S-Corp at Brookings—Making the Case for Tax Parity

On Tuesday the Urban-Brookings Tax Policy Center held a forum on the new tax bill entitled “The Tax Cuts and Jobs Act: The new business tax landscape.”  The forum focused on two of the more confusing aspects of the new law – the treatment of pass-through businesses and the treatment of international income.

S-Corp was represented on a panel discussion devoted to the pass-through issues, with S-Corp President Brian Reardon joining Lilian Faulhaber of Georgetown Law and Joseph Rosenberg of the Tax Policy Center.  Reardon made a strong case for the pass-through structure as a preferred mode of business taxation, and highlighted the opportunities and challenges presented by the new deduction for S-Corp members (see below).
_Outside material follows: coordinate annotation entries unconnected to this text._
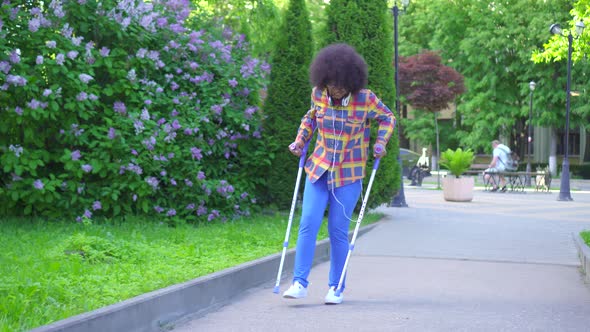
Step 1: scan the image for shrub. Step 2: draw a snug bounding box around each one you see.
[264,0,313,208]
[0,0,269,221]
[440,148,474,177]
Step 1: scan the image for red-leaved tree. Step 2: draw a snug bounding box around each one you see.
[398,51,465,183]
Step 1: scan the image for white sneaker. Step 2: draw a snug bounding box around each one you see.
[324,287,344,304]
[283,281,307,299]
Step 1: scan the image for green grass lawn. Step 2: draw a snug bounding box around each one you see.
[0,214,381,331]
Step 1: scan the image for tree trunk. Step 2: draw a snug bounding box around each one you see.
[549,127,557,177]
[582,130,590,162]
[433,112,440,189]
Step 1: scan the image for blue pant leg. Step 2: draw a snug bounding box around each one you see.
[328,180,362,290]
[293,176,328,287]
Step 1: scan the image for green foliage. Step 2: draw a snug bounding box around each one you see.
[0,0,268,224]
[400,0,590,150]
[263,0,313,208]
[322,0,401,206]
[0,214,381,331]
[440,148,474,177]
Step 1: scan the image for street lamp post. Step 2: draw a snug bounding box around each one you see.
[390,0,410,207]
[549,21,585,201]
[525,81,536,187]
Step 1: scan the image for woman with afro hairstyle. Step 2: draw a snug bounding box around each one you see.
[283,44,395,304]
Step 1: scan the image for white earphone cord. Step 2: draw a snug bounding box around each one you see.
[328,109,364,221]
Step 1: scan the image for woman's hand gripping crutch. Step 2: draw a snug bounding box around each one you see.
[334,145,385,297]
[273,141,309,294]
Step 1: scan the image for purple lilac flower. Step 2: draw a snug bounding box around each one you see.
[211,105,223,115]
[72,37,84,46]
[71,150,82,161]
[98,46,111,58]
[9,49,20,63]
[170,23,185,33]
[133,120,145,135]
[197,205,207,216]
[0,61,12,74]
[113,101,127,115]
[33,180,45,190]
[55,53,66,66]
[8,144,23,158]
[76,91,88,101]
[127,69,137,82]
[29,17,41,32]
[127,163,143,175]
[139,108,150,121]
[145,176,159,190]
[191,147,203,160]
[67,51,79,60]
[78,74,94,84]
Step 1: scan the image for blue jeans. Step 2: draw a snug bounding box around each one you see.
[293,172,362,290]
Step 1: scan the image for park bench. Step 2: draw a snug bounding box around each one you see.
[483,171,551,192]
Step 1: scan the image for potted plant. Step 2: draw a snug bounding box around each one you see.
[440,148,474,202]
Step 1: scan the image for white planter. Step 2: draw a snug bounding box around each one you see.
[443,174,474,202]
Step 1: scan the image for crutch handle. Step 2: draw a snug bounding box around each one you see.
[299,140,311,168]
[373,158,381,171]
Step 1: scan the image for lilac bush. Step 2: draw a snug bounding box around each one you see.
[0,0,269,221]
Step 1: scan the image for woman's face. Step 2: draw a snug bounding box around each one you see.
[328,85,348,99]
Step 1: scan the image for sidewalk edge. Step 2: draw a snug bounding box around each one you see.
[572,233,590,283]
[31,221,381,332]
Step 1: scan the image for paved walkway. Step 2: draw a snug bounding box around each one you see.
[175,187,590,332]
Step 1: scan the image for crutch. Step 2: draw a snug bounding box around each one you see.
[273,139,311,294]
[334,154,381,297]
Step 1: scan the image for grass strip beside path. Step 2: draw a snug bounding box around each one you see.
[0,214,381,332]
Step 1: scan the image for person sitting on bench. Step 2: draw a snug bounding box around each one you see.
[483,140,510,192]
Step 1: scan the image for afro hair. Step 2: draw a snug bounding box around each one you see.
[309,44,367,94]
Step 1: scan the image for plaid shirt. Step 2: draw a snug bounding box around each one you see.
[296,88,395,187]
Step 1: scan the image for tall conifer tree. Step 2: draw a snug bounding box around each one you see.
[322,0,401,206]
[264,0,313,208]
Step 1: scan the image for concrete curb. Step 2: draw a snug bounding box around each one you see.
[31,223,379,332]
[572,234,590,283]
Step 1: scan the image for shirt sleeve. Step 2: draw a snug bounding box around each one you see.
[295,92,316,143]
[368,92,396,145]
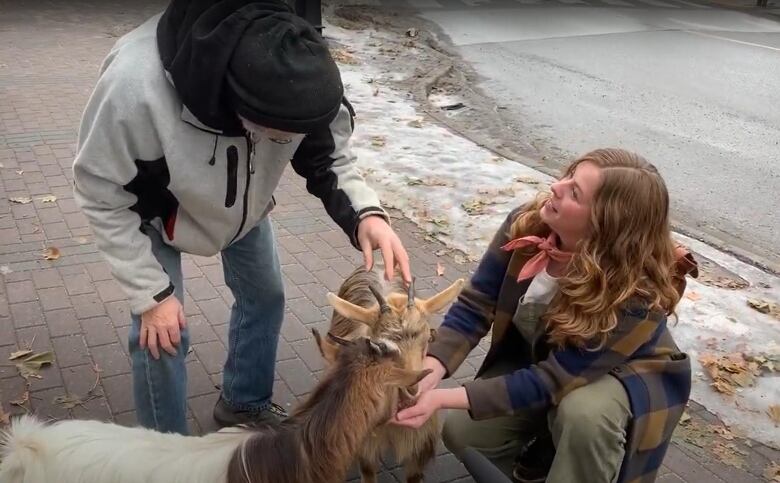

You can view the entire event, including Senate Finance Committee Chairman Orrin Hatch’s opening remarks, here.  (Brian’s portion begins around the 47-minute mark.)

SALT & the States—Connecticut Leads the Way

One S-Corp 2018 priority is to level the playing field with C corporations on the ability to deduct state and local tax deductions.

Under the federal tax overhaul, C corporations can continue to deduct these taxes as a business expense, whereas S corporations, as pass-throughs, generally cannot.  Only those taxes paid at the entity level are deductible, and since most S corporation income is “passed through” to their shareholders, they don’t get the deduction.  This result violates basic fairness.  If a C corp down the street can take the deduction, why not the S corp next door?

S-Corp is working at the federal level to get this fixed, but a tax bill like that is unlikely to move through Congress anytime soon.  But what about the states?  Can they help?  If only entity-level taxes may be deducted, why not collect state income taxes at the entity level?  It’s a solution S-Corp and its allies have been pushing since the beginning of the year and states are beginning to respond.

First out of the box is Connecticut, where the Governor has proposed legislation to allow partnerships and S corps to pay their state income taxes at the entity level.  As Tax Notes reported:

The Tax Cuts and Jobs Act allows corporations and pass-through owners and investors to continue deducting state and local taxes paid or accrued in carrying on a trade or business. Connecticut’s proposal would impose a 6.99 percent income tax on the net receipts of partnerships, S corporations, and limited liability companies that are partnerships for federal purposes. [Revenue Commissioner] Sullivan said that because the new limits on SALT deductions do not apply to businesses, pass-throughs could claim the amount as an expense for deduction purposes, “so they are made whole for the tax, essentially, by getting it back from the federal government.”

For Connecticut S corps that get the new 20 percent deduction, regaining the lost deduction will reduce their effective marginal rate by more than two percentage points.  S corps that don’t get the deduction will save 2.6 percent.  That may sound like an accountant’s quibble, but if we increased the C corp rate from 21 to 24 percent, do you think they would notice?  You bet they would, and pass-through businesses in Connecticut and elsewhere have noticed this stealth tax hike too.

For S-Corp, we’re working to see that other states take up this challenge, and make sure it’s done effectively.  The best SALT fix would make the entity-level tax an election rather than a mandate, and the effort must be coordinated with other states to ensure that taxes paid in one state are credited to shareholders living in another.

Those details matter, but the headline from Connecticut is positive and makes clear the effort to level the playing field for pass-through businesses on SALT is underway.  We’re confident it’s going to spread.